Some other features I found on the way that I would like to implement if I were to get this working in the future — which I hope I do — would be to take the mouse data from the plot and scale it to show me the frequency and amplitude location of the mouse, and for the program to recommend EQ changes for either a parametric or graphic EQ. The former would be incredibly easy to implement. The latter, however, would be a different story. There would need to be a lot of user input and then trial and error processing by the software to find what frequencies, gain, and Q would be to flatten the response. I would not want it to apply any EQ itself, just provide the information for you to do it. 

https://drive.google.com/open?id=1pNg0h2ZyvB7unLQKF4hjsP-nD8riRMog

 

Assignment 4 – Babylon Colors

Drawing inspiration from the in-class examples, I created a dual bandpass pfft~ resulting in outputting high, mid, and low frequencies. Then getting the amplitude of from each of those outputs, I altered the amplitude of the red, green, and blue of live captured video. In the patch you can change the crossover frequencies – as I showed in the video recording below. In Presentation View, there are three spectroscope~ objects, and when you change the crossover frequencies, it changes the bounds of the view. The video includes Babylon Sisters by Steely Dan, an  ATSC Recording Sample, and Centipede by Knife Party.

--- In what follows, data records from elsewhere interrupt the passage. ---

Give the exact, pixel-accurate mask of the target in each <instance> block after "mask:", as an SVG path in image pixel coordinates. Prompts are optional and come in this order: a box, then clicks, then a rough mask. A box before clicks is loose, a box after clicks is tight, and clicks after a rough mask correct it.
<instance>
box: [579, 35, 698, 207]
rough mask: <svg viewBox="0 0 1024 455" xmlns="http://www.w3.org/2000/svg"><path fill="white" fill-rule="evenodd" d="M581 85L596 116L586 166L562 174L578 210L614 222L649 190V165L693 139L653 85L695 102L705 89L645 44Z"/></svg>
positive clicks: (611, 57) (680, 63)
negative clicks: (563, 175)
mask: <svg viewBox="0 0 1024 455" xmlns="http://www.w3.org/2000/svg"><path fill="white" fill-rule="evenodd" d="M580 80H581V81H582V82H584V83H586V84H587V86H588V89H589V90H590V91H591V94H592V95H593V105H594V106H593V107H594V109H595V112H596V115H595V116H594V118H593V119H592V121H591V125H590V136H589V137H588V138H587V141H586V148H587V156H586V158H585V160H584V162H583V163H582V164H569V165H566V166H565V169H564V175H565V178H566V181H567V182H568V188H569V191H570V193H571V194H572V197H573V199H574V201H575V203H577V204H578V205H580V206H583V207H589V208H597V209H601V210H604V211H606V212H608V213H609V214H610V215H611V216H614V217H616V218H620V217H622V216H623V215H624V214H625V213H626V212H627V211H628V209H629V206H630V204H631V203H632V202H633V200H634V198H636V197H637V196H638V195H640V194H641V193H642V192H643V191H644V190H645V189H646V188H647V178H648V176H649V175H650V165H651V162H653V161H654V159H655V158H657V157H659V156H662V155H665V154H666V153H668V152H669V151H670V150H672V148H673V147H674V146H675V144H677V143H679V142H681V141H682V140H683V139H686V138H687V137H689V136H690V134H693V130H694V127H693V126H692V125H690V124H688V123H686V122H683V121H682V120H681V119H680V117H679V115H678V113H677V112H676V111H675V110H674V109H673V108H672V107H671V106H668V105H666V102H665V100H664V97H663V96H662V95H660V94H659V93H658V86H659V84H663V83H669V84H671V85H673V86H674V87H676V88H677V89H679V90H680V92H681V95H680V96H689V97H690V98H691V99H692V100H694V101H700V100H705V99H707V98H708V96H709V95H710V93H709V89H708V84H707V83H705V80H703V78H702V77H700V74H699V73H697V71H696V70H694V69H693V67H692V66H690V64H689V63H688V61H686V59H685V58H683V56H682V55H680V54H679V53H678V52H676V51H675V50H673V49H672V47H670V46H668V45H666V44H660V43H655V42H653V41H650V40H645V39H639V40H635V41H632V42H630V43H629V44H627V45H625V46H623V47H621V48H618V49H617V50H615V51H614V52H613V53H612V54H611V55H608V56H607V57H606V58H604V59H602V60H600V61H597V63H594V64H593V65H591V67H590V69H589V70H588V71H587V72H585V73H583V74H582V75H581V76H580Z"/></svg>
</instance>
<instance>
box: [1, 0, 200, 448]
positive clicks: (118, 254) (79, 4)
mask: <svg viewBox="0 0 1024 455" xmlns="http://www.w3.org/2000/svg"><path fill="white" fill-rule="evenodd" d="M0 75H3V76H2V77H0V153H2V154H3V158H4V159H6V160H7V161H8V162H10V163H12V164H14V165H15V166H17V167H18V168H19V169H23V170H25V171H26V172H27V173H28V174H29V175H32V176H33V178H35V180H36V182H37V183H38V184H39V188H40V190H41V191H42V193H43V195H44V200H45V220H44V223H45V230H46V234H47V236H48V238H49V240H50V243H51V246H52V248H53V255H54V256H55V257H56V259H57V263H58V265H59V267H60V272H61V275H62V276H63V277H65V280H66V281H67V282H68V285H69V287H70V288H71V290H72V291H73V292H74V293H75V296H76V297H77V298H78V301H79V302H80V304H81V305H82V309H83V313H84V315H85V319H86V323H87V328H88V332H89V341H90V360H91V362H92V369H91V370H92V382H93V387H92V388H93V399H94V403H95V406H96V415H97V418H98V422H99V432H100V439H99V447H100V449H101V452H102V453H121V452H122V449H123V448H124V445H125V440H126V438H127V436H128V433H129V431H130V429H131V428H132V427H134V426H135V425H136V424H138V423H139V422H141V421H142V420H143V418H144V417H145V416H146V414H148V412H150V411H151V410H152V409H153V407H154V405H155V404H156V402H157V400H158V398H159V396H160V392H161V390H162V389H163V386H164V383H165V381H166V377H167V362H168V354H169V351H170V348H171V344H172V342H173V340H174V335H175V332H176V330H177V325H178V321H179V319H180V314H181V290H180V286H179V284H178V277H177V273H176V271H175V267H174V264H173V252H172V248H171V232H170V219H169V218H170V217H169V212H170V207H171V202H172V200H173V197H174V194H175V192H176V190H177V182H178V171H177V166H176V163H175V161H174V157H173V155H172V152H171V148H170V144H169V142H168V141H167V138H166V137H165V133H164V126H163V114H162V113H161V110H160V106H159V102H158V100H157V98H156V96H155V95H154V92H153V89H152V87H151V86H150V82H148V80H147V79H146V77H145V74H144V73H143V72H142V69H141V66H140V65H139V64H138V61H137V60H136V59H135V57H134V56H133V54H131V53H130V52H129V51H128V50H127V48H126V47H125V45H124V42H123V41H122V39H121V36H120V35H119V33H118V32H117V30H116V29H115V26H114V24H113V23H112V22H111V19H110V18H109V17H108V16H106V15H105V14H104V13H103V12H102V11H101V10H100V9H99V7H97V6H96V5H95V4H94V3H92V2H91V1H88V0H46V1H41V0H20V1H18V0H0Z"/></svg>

Assignment 3: Modern Electroacoustics

The original sound is a lecture about modern electroacoustics. I recorded balloon pops in the back of the Philip Chosky Theater in its Projection Bay and in a 4 story stairwell. I took the second impulse response, added a Wah Wah effect in audacity, and reversed it. Finally, I took a clip from the beginning of Steely Dan’s Babylon Sisters. I really like the flutter from the Projection Bay and I think that Babylon Sisters is interesting because you can hear the song at points clearly, and there are points where you can hear the audio track more clearly — but never perfectly — and I think that back and forth is very interesting.

Assignment 2 — Delay Party!

I have created a patch which can work with any audio file or a live input, but this patch is set up for a stereo environment. The left channel goes into 4 state variable filters: a low pass at 250Hz, a bandpass at 1k, a bandpass at 4k, and a high pass at 8k. The output of these filters goes into live.gain~ objects where the amplitude level at any moment is sent into a sub-patcher that slides the amplitude and then scales it to get to a delay time. Through early iterations, I found that while the sound file is playing, the majority of the file is spent between -30 and -10dB, so that is what I based the scale object on; however, also due to this I would get negative delay times, so I have it take the absolute value of the output of the scale object. This is then sent into a line~ object that smooths it over 50ms. The only difference between the left and right channels of audio is that for the left channel -30dB will give you a delay time of 10ms and -10dB will give you a delay of 1000ms. For the right channel, -30dB will give you 1000ms of delay while -10dB will give you 10ms.

Assignment 1 – Am I Pretty Yet?

Inspired by another project I am working on, I decided to utilize an online beauty tool which is designed to make your photos “more attractive.”  The best one I found for my purposes is www.pinkmirror.com. There is an option to alter the face based on the gender binary, and to screw with the site more, I selected female. I provided the site with an image, got an “improved image,” and fed that image back in. Below is the original image followed by 20 iterations.

I am so impressed with the results. I was surprised at how quickly it closed up to my nose. Thorugh the process, it asks whether or not the face is male or female, and gives a default based on what the site thinks. I had to correct the site to female, but only for the first 3 iterations. After 3 it began recognizing it as female, until iteration 17, when it began seeing it as male again. The other interesting artifact, is that the process failed to place the watermark in the same place on every image.